CENTRAL BANK "EVERGREENING"

Updated: Jul 18




Over the last week volatility has declined across many asset classes, with some further small price gains in stocks and investment grade corporate bonds and relatively unchanged prices in DXY, 10year government bonds (UST/Bund/Gilt), JPM EM Currency Index, Gold and even Oil.


This note looks at how very large government intervention through fiscal policy, financed by a large expansion of central bank balance sheets has allowed for this reduced volatility. This action has purely changed valuations, not the underlying leverage positions of balance sheets. That said, this intervention is different from that seen in Japan in the 90s, which should lead to different asset price valuations, but nevertheless this pandemic is casting light on recent balance sheet transactions which might lead to different corporate behaviour in the future.


THE RELATIONSHIP BETWEEN FUNDING FISCAL POLICY AND PRIVATE SECTOR ASSET PRICES


The USA started the 1970s with the USD and money supply tied to Gold. The USD devalued to Gold in 1971, and it finally broke free in 1976. Expansive fiscal policy occurred twice in the 70s, which coincided with a rise in yields which enticed private savings to fund the deficits (decades before Fed debt monetisation). The shift of savings from the private to the public sector coincided with a revaluation lower of equity prices (-46% and -20%).

Why was there no meaningful equity correction in the 1992 Reagan inspired 5% deficit, or the 3.5% deficit that GW Bush inherited in 2004? The chart below shows the expansion US bank and household debt, with the green circles highlighting the deficit years. Two points stick out. 1) The deficits were not as large, and 2) just as importantly, unlike in the 70s, when there was a sharp reduction in credit growth rates, the 90s and early 00s saw stable credit growth rates.

Source Fed Flow of Funds

But then something changed around the GFC – bank balance sheet leverage contracted for the first time since 1945, as did household (HH) leverage. The chart above shows how the stock of outstanding Bank and HH debt declined for the first time post war. Without private sector credit expansion, increased demand for private sector funding of large government deficits would have to come from the private sector’s existing investments, so either from cash holdings (which tend to be sticky) or from selling other investments.


The government or the Fed could not afford to have yields rise, so they countered the lack of private sector credit expansion with the Fed’s own balance sheet expansion, and that stopped real yields rising – indeed they dropped from +2.0% to -0.85% between the start of QE1 and end of QE2 during which the Fed purchased $1.2trn of US federal debt, roughly 1/3rd of the $3.5trn supply.

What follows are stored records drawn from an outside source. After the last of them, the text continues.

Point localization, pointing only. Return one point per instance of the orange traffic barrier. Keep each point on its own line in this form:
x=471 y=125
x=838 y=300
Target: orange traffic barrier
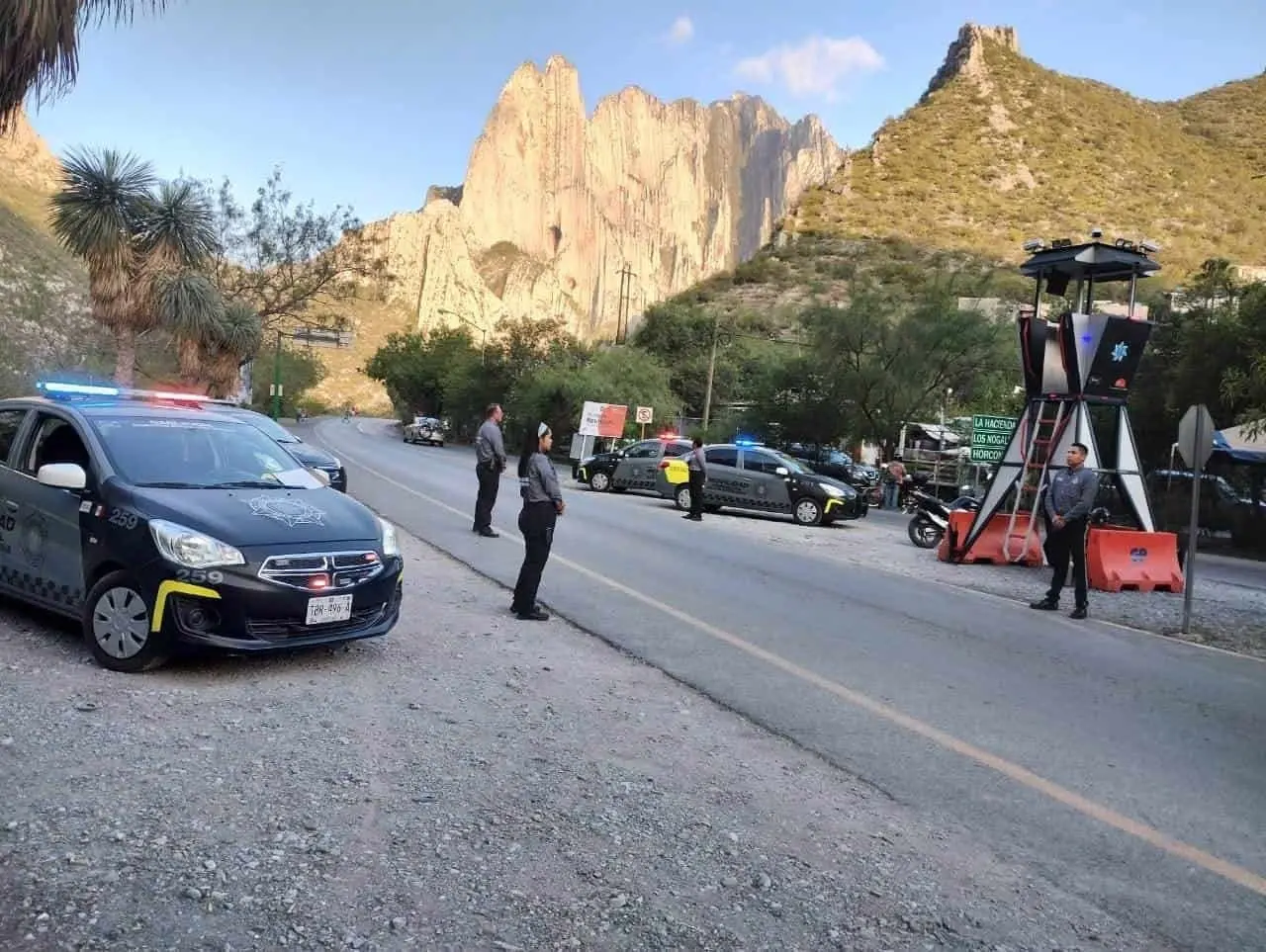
x=1130 y=560
x=989 y=546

The Fed also had a huge hand from another funding source – foreign savings (predominantly foreign central banks). As can be seen from the chart below, when the net supply increased between 2008 and 2011, foreigners purchased between 40 and 50% of the annual issuance. Domestics had to absorb a relatively small proportion.


It is clear how debt supply and demand dynamics have changed over the last 50 years. The relationship between government deficits and bond yields and equity valuations used to hold true until private sector leverage boomed, no doubt in large part due to over easy monetary policy. But when deleveraging occurred in the GFC, the FED was forced to step in and part finance the government, otherwise deeper private sector asset price losses would have materialised. The same can be said for other economies, eg Japan, Eurozone and UK, where CBs enacted QE to finance increased deficits, sparing the need for private savings to fund government expenses.


THIS TIME IS NOT MUCH DIFFERENT FROM THE GFC:


The targeted assistance in response to Covid19 is no different to that of the GFC, except that a) the response time has been so much quicker and b) there will be more assistance to corporates. As I highlight in my weekly update on US Treasury Supply and Demand, the large rise in government bond supply is being met by a rise in Fed demand for that supply, meaning that private sector funds are NOT required to fund the deficit, leaving private sector assets, after the initial panic, to remain relatively unaffected by the government deficit.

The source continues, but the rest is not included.